Sky Burial: An Epic Love Story of Tibet


Xinran - 2004
    Xinran made the trip and met the woman, called Shu Wen, who recounted the story of her thirty-year odyssey in the vast landscape of Tibet.Shu Wen and her husband had been married for only a few months in the 1950s when he joined the Chinese army and was sent to Tibet for the purpose of unification of the two countries. Shortly after he left she was notified that he had been killed, although no details were given. Determined to find the truth, Shu Wen joined a militia unit going to the Tibetan north, where she soon was separated from the regiment.
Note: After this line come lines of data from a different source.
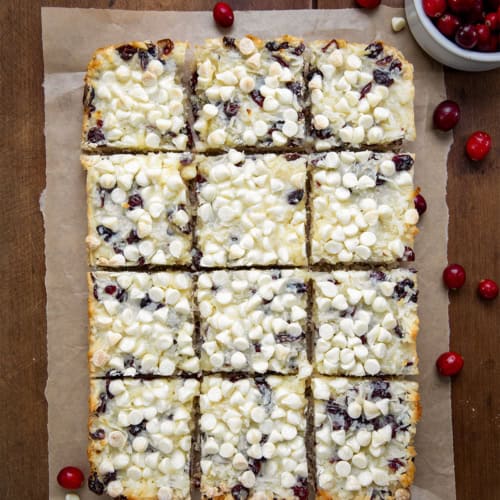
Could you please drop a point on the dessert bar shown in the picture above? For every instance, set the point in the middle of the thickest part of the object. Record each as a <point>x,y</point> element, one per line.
<point>141,324</point>
<point>364,437</point>
<point>253,321</point>
<point>365,322</point>
<point>362,207</point>
<point>251,210</point>
<point>140,437</point>
<point>138,208</point>
<point>134,99</point>
<point>249,93</point>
Without supplies and knowledge of the language, she wandered, trying to find her way until, on the brink of death, she was rescued by a family of nomads under whose protection she moved from place to place with the seasons and eventually came to discover the details of her husband's death.In the haunting Sky Burial, Xinran has recreated Shu Wen's journey, writing beautifully and simply of the silence and the emptiness in which Shu Wen was enveloped. The book is an extraordinary portrait of a woman and a land, each at the mercy of fate and politics. It is an unforgettable, ultimately uplifting tale of love, loss, loyalty, and survival.